1

I understand that in order to avoid overfitting we need to reduce the complexity of the network. Or, in other words we can reduce the degree of polynomial. L1-norm does exactly this - reduces the degree of polynomial by making the solution sparse.

In L2-norm case the weights don't become zero but small. Thus, the degree of polynomial does not decrease, meaning the network does not become less complex, meaning it did not solve the overfitting. So, I don't understand how limiting the weights to not grow to big numbers help to avoid overfitting.

theateist
  • 231
  • 3
  • 8

1 Answers1

2

Reducing the weights limits the range of possibilities the model can achieve.

Imagine a simple linear model like this:

$$Y = b_0 + b_1x_1$$

For example's sake say $Y$ is the height of the person and $x_1$ is the weight of the person.

If we don't limit the range of $b_1$ then the model can fit any value to it. Based on what data we use to estimate the parameters, the model might decide that with each additional cm of height the weight of the person increases by 10kg.

By adding a penalty to high values of weights we prevent the model from choosing extremely high estimates. The model is more constrained - it becomes regularized. This limits overfitting because the range of possible values the model can have now is limited.

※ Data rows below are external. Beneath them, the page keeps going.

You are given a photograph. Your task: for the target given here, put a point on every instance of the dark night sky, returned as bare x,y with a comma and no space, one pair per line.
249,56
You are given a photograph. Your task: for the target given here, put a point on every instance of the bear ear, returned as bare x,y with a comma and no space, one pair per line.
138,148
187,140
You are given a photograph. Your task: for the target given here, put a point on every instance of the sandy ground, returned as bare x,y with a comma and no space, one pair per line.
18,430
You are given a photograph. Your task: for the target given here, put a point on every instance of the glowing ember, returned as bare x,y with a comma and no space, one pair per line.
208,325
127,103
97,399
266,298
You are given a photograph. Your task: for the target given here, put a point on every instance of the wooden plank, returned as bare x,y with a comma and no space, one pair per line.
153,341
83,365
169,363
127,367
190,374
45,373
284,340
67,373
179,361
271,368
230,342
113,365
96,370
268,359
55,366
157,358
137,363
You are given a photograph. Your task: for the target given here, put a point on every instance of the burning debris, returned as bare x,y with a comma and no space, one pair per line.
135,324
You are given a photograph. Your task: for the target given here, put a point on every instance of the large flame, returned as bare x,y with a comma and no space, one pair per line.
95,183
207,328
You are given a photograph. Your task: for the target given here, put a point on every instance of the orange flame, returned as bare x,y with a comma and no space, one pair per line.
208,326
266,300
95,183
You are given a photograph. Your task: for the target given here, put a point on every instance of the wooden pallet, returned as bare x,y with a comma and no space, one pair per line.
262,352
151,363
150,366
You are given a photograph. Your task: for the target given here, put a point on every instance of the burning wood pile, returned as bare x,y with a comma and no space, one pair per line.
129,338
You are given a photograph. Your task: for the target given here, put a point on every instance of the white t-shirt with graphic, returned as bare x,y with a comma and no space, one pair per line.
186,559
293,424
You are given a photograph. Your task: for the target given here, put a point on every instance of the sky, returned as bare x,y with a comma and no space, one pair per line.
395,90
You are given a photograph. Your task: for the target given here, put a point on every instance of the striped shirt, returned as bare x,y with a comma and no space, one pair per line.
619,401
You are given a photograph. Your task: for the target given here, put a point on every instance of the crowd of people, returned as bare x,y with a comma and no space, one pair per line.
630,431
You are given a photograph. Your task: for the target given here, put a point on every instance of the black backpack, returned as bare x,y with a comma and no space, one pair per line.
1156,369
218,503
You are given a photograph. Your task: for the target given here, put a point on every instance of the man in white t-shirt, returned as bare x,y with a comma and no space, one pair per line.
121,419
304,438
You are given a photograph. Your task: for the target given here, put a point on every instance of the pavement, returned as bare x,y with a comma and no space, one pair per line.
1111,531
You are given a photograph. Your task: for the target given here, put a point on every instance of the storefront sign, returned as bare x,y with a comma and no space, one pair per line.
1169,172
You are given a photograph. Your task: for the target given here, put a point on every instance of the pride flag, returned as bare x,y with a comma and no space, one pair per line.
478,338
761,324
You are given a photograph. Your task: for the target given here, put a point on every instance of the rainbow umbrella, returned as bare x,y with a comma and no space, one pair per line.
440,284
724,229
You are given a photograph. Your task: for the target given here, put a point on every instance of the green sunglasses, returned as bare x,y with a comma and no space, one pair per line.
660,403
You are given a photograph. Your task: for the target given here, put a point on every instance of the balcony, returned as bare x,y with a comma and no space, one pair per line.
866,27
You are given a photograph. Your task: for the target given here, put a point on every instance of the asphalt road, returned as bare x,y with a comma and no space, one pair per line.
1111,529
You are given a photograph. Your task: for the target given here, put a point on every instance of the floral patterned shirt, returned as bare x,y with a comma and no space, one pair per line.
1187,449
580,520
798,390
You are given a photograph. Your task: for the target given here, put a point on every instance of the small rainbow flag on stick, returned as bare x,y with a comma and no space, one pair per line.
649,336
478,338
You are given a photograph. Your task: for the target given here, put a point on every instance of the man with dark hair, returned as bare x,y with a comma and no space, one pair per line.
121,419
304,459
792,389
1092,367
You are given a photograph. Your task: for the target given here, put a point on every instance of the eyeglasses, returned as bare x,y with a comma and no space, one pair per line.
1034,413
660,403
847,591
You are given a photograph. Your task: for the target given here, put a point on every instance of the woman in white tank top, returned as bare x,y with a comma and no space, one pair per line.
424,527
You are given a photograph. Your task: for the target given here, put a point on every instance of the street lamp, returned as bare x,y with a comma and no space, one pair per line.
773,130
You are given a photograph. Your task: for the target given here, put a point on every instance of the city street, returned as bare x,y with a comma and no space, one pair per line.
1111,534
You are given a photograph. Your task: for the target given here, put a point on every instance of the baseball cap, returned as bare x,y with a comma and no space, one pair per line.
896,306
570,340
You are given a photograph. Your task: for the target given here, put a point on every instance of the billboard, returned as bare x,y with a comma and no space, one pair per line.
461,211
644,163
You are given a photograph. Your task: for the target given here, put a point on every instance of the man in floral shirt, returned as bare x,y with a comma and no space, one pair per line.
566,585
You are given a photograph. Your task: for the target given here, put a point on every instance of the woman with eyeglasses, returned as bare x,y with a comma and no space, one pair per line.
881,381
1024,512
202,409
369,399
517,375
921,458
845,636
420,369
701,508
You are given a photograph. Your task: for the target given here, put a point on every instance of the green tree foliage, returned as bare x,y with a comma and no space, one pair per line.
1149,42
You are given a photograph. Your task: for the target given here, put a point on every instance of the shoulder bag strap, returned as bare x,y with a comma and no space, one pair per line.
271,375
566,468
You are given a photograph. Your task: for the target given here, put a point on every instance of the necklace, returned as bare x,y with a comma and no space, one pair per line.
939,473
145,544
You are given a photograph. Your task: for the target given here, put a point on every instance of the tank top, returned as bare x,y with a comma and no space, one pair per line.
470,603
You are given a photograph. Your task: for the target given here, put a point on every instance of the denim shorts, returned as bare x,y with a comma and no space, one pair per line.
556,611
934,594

In turn when you have a lot of features such a constraint will prevent the model from basing all of it's results on a single feature. In the optimization step where the possible solutions will be between choosing one extremely reliable feature and several less reliable ones - the model will use several features. Just because putting big weight on one of them will become too costly. This again might reduce overfitting, because the model that uses several features often can be more robust.

Bottom line: by adding regularisation the space of possible models you can achieve is reduced. And simpler models are less variable, hence less overfitting (but potentially more biased).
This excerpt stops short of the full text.